Media volume limits (HARD):
- Product/catalog tables: upload images for at most min(6, record count) records by default. If records are category-based, choose 1-2 per category until the cap is reached. All remaining records rely on local placeholder thumbnails or empty-state fallback.
- Evidence/attachment tables: upload sample files for at most 30% of parent records, capped at 5 files total per table. Metadata rows can still exist without file bytes.
- User/avatar/equipment/site images: upload at most 3 per table unless the user explicitly asks for a larger visual demo.
- Never create more than 10 generated media files total in one
/add-sample-data run without explicit user approval.
- If the calculated sample row count exceeds the media cap, prefer diverse coverage over volume: one hero product, one secondary product, one edge/status example, then placeholders.
How sample images are inserted:
- Generate the normal record body first (name, lookup fields, status, etc.).

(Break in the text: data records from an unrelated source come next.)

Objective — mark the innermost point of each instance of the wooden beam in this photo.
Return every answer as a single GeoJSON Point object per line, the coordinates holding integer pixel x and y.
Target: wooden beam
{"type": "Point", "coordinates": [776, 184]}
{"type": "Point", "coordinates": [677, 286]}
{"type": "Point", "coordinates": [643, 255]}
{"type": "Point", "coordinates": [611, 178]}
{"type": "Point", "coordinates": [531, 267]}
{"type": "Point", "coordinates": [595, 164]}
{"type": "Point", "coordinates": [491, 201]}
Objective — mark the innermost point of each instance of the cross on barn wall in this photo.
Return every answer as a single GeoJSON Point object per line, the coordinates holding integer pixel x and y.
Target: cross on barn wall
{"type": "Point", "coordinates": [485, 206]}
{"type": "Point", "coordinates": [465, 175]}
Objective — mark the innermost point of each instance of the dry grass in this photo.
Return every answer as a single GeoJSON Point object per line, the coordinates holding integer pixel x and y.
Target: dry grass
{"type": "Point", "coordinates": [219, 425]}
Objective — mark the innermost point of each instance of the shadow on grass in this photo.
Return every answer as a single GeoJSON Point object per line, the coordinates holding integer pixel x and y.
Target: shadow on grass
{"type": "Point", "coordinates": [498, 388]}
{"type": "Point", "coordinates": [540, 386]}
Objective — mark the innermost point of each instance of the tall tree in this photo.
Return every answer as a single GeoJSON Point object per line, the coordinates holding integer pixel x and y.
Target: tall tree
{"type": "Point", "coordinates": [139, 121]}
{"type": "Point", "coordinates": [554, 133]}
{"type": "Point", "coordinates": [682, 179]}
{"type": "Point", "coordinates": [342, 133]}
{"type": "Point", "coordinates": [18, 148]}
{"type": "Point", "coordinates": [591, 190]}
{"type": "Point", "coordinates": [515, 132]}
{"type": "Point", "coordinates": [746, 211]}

- For Image columns, attach a compact base64 payload in the create/PATCH body only if the generated model/service expects base64 for that column. Keep the image small enough for mobile thumbnails.
- For File columns, do NOT put bytes/base64/URLs in the create body. Insert the metadata row first, capture the GUID from Step 5's
BATCH-RECORDS result, then upload the generated file to (recordId, columnName) in Step 5d.
- Stop once the media cap is reached. Remaining records keep null Image/File columns and use local placeholders in the app UI.
- If no upload helper exists for File columns, leave the column null and report
sample media skipped — upload helper missing. Never fake File/Image data with a URL string.
Pull context from the requirements brief. The user described what the app does (e.g. "HVAC inspection app for field technicians"); use that to flavor the data — sites named after streets typical for the user's industry, statuses in the right vocabulary. Generic Lorem Ipsum is the failure mode.
Per-parent fanout floor (HARD). For every child table in Tier K+, generate AT LEAST 1 row per parent row from Tier K-1 unless the relationship is explicitly optional (RequiredLevel: None in the manifest AND the column name doesn't imply 1-to-many like *audit*, *inspection*, *order*). Without this floor, random lookup distribution leaves some parents with zero children and the parent's detail screen renders empty. Concrete rule: if generating audit_zones and there are 5 audits, generate AT LEAST 5 zones (one per audit), then add 0-2 more per audit until you hit the per-class count target. Never the reverse — never generate N total and let chance decide which parent each row picks.
State / status distribution (HARD for transactional, issue, override classes). If a table has a status / state / phase / severity / priority choice column, distribute rows across at least 2 distinct values — never all-Open, never all-InProgress. Concrete rules:
- Transactional (
audit, inspection, order): mix at least 3 lifecycle states from the option set if available — typically 1 row in an early state (Draft / InProgress), 1 in a mid state (Submitted / PendingReview), and the rest in a terminal state (Signed / Completed / Closed). If only 2 states exist, split ~60/40.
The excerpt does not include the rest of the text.